The greatest impact of Common barberry is its potential to negatively affect the yield of cereal crops. The nonnative shrub acts as an alternate host for various rust species such as wheat rust, a fungal disease which can greatly reduce the yield of wheat, oat, and barley crops. As an alternate host, Common barberry can support the development of new genotypes of rust that are able to infect rust-resistant crops. Eradication of Common barberry has been associated with greater yields of grain crops.
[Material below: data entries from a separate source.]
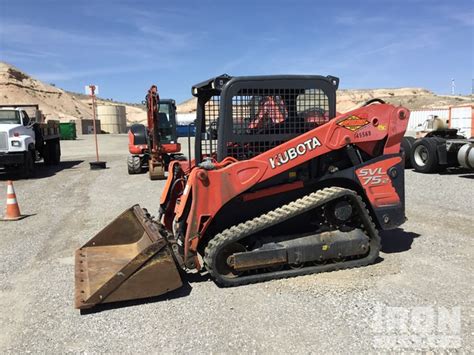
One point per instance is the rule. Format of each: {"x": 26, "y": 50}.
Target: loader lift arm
{"x": 281, "y": 185}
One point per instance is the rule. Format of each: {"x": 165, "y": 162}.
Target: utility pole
{"x": 96, "y": 164}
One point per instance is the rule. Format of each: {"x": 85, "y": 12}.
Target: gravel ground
{"x": 427, "y": 264}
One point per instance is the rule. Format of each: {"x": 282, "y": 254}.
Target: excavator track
{"x": 238, "y": 232}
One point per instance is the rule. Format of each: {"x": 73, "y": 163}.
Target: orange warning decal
{"x": 353, "y": 123}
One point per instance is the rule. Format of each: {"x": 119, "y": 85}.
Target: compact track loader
{"x": 280, "y": 186}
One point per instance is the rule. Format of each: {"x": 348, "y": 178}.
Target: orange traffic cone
{"x": 13, "y": 210}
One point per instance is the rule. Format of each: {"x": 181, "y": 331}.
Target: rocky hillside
{"x": 16, "y": 87}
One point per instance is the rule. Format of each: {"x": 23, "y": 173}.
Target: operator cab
{"x": 167, "y": 121}
{"x": 243, "y": 117}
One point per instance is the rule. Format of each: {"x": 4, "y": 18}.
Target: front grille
{"x": 3, "y": 141}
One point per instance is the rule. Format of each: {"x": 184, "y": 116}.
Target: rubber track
{"x": 281, "y": 214}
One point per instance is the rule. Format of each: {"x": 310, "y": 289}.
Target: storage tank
{"x": 113, "y": 118}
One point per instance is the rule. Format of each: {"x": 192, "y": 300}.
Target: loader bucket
{"x": 128, "y": 259}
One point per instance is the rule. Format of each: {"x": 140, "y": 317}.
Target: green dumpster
{"x": 67, "y": 130}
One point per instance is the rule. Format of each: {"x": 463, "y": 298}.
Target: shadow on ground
{"x": 183, "y": 291}
{"x": 461, "y": 172}
{"x": 42, "y": 170}
{"x": 397, "y": 240}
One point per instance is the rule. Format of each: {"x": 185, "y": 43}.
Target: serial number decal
{"x": 353, "y": 123}
{"x": 294, "y": 152}
{"x": 373, "y": 176}
{"x": 362, "y": 134}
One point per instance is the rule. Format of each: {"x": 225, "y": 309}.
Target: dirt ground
{"x": 425, "y": 268}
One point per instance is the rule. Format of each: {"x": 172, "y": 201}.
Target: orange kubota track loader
{"x": 280, "y": 186}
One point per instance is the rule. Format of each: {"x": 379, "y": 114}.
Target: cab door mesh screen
{"x": 265, "y": 118}
{"x": 211, "y": 114}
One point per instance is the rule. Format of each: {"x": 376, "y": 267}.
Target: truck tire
{"x": 407, "y": 147}
{"x": 424, "y": 156}
{"x": 134, "y": 164}
{"x": 29, "y": 166}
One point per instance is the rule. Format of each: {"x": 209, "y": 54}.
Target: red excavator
{"x": 154, "y": 146}
{"x": 280, "y": 186}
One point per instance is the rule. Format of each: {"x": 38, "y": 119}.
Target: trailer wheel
{"x": 407, "y": 147}
{"x": 134, "y": 164}
{"x": 424, "y": 156}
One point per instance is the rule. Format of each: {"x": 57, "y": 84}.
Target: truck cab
{"x": 25, "y": 139}
{"x": 16, "y": 131}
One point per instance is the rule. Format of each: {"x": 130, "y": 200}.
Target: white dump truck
{"x": 27, "y": 138}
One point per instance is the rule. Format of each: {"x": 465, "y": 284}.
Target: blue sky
{"x": 125, "y": 46}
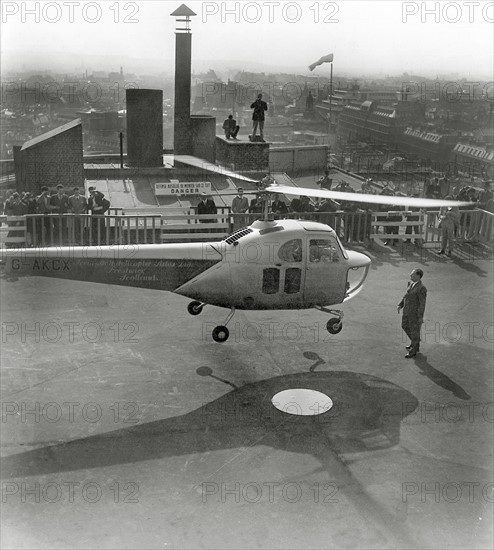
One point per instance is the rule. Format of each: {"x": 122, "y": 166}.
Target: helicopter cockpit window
{"x": 323, "y": 250}
{"x": 271, "y": 280}
{"x": 291, "y": 251}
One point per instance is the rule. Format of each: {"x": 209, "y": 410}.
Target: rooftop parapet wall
{"x": 242, "y": 155}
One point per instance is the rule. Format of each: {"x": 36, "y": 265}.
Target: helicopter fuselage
{"x": 285, "y": 264}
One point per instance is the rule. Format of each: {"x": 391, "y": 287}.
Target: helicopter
{"x": 269, "y": 265}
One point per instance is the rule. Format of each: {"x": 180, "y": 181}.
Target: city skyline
{"x": 378, "y": 37}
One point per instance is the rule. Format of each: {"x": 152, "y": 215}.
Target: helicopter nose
{"x": 358, "y": 270}
{"x": 357, "y": 259}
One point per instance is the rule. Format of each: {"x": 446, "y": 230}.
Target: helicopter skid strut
{"x": 221, "y": 333}
{"x": 335, "y": 324}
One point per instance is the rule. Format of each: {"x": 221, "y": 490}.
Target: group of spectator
{"x": 47, "y": 227}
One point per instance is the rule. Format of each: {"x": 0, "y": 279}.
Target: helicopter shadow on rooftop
{"x": 439, "y": 378}
{"x": 366, "y": 416}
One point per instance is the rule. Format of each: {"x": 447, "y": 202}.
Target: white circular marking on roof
{"x": 302, "y": 402}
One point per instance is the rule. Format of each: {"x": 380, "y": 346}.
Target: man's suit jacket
{"x": 43, "y": 204}
{"x": 60, "y": 204}
{"x": 208, "y": 207}
{"x": 413, "y": 303}
{"x": 259, "y": 107}
{"x": 78, "y": 205}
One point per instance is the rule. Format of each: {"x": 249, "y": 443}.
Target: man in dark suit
{"x": 231, "y": 128}
{"x": 59, "y": 205}
{"x": 413, "y": 305}
{"x": 206, "y": 206}
{"x": 98, "y": 205}
{"x": 260, "y": 107}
Common barberry is native to Asia's mountains and has been introduced widely throughout Europe. Early New England settlers introduced the shrub to North America for its ornamental, food, and medicinal properties during the 1600s and the species has since escaped cultivation in many parts of the US. Wheat crop failure became associated with the presence of Common barberry, which led to the occurrence of many eradication attempts during the 1900s. Today the shrub is mainly a problem in the northeastern United States.
Common barberry can be distinguished from Japanese barberry by its serrated leaves, juicy berries, and three-pronged spines.
In the northeast, Common barberry invades abandoned fields, coastal grasslands, forest edges, roadsides, shrubby wetlands, and covered forests. The shrub typically begins producing fruit in its fourth to seventh year, but has been observed to produce fruit during its first year. The shrub produces yellow flowers in May or June and berries ripen by August or September. Seeds mature by October, persist on the shrub through the winter, and are mainly dispersed by birds and cattle.